Electricity flows like water in strange metals, and scientists can't figure out why

The mysterious physics of so-called strange metals has baffled scientists for 40 years.. There are already glimpses of understanding the issue, but research continues and discovers more and more inexplicable properties of the substance. A recent study has shown that electric current flows in strange metals in a way that violates the physics we know, and scientists do not yet understand why this happens.

Image source: AI generation Kandinsky 2.2/3DNews

Strange metals conventionally occupy an intermediate position between dielectrics and conductors. They already have free electrons capable of carrying an electric charge (providing the flow of current), but they have not yet become conductors in the full sense of the word. A synthesis of quantum and classical physics has helped us begin to understand the nature of strange metals. At the same time, he showed that the same effect of electric current, for example, we most likely understood incorrectly.

The modern theory of electric current is based on the transfer of charge by quasiparticles represented by the collective actions of electrons. The discrete nature of the electric current manifests itself in the case of so-called fractional noise, when the current in the network appears in bursts, and not in the form of a uniform charge transfer of a constant value. To find out how current flows in strange metals, scientists created conditions so that they could monitor almost every electron.

The measuring stand was based on nanoconductors made of a compound of ytterbium, rhodium and silicon (YbRh2Si2) with a width of 200 nm and a length of 600 nm. This compound belongs to strange metals and, like other strange metals, has atypical properties near absolute zero. If electric current flowed through this material as we imagine – discretely in groups of correlated electrons in the form of quasiparticles, then nothing strange would happen. However, during the experiment, scientists were convinced that the current continued to flow smoothly without fluctuations characteristic of fractional noise, like water along a wide trench.

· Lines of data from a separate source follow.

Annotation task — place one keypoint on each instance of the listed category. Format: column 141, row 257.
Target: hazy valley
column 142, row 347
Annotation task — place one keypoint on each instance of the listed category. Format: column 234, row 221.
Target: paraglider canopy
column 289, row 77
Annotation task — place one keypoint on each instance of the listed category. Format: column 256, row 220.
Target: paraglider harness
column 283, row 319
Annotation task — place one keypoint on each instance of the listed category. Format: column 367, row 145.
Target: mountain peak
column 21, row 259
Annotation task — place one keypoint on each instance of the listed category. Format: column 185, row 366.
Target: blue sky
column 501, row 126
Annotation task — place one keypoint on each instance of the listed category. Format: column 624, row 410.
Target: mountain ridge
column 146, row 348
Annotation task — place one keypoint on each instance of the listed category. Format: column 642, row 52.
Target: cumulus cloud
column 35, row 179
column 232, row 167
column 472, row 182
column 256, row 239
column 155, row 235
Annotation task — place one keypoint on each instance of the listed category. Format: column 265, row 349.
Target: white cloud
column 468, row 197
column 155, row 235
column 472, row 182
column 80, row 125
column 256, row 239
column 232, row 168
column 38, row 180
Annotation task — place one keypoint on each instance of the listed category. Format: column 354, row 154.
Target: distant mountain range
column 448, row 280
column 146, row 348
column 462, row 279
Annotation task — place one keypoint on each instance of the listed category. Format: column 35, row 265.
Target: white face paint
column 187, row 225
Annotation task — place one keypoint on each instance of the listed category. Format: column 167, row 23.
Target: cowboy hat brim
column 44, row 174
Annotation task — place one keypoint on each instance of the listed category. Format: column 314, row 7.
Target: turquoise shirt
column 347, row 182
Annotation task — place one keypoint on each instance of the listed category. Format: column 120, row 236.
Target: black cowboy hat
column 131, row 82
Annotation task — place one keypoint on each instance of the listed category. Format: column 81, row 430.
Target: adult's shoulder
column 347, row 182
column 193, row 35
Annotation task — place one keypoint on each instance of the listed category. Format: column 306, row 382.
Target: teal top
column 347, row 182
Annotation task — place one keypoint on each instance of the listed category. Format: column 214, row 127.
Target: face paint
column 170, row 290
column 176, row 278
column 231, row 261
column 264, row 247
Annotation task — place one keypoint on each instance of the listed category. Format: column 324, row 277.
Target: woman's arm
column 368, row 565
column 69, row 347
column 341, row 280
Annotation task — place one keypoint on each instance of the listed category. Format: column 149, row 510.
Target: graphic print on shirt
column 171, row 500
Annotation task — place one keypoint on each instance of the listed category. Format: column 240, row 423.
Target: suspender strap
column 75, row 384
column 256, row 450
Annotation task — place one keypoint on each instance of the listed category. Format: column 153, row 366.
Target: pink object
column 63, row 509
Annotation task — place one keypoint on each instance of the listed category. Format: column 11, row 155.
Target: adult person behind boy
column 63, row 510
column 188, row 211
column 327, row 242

In other words, the charge was partially transferred as if without the participation of electrons, which seems incredible. Perhaps the same thing happens in metals, and the charge carrier is something other than electrons. Undoubtedly, quantum effects are manifested in this, but physicists have yet to explain how.

The answer to this question will help to bring closer the discovery of superconductivity at ordinary temperatures, because one of the fundamental properties of strange metals is the behavior of resistivity near absolute zero, which is completely different from metals. For metals it changes abruptly from zero to high, but for strange metals, instead of a jump, it grows gradually and linearly. If only we could reach it a little to high temperatures, and everyone would be happy in the energy sector.